In 1998, California held hundreds of events to mark the sesquicentennial of the Gold Rush. There were gold-panning competitions, re-enactments of the Pony Express Ride and tours of working gold mines. It was after this celebration that many of the harmful environmental effects of the gold rush, and mining were brought to light. The EPA learned that the Polar Star Mine had been abandoned with four pounds of gold and forty pounds of mercury. It was at that point the realization hit that mercury contamination was indeed from mining and not air pollution as was earlier thought.
Hydraulic mining was prohibited in 1884 when it was discovered that the mining resulted in worsened flood conditions and also destroyed farmland. It wasn’t known until much later that Hydraulic mining also left behind a huge amount of arsenic, mercury, cyanide and acid which contaminated the ground-waters, soil, rivers and lakes. There is much debate raging over how to handle the now generations old continuing contamination and environmental effects first started by the 1849 gold rush. The amount and severity of the poisons and harmful chemicals and minerals left by mining may never be erased. Some want a more pro-active than reactive approach by the government to clean up the contamination, although whether this can be done completely and successfully remains to be seen.

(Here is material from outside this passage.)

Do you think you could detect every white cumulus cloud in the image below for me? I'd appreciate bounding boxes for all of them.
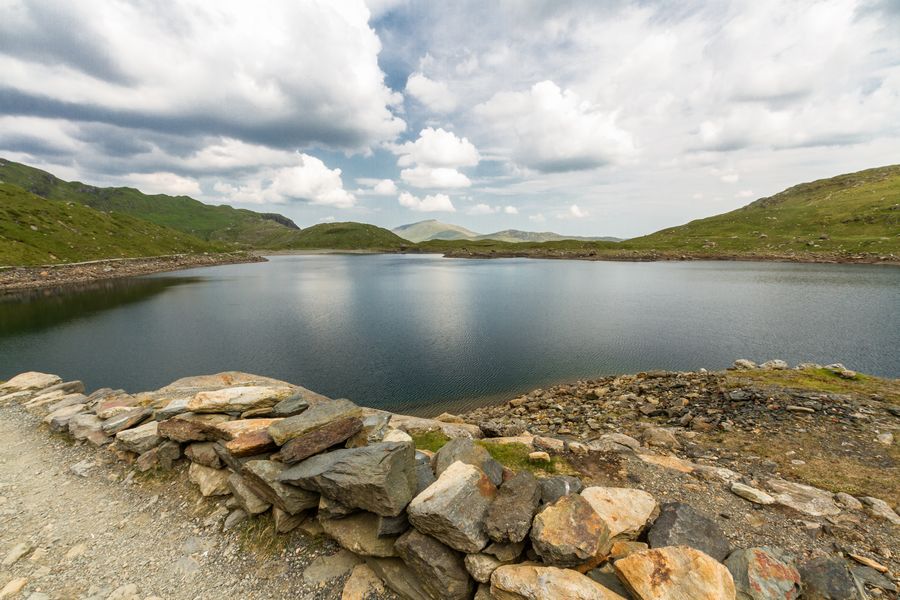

With the bicentennial of the Gold rush coming in 2049, State officials are scrambling to come up with solutions to the contamination problems and environmental effects left as a result of hydraulic mining. Instead of the state being romanticized as it once was for the gold rush, it is now being criticized. The gold rush will forever be a part of history, and the current government wants its legacy to be one of correcting the problems brought on by the historic period.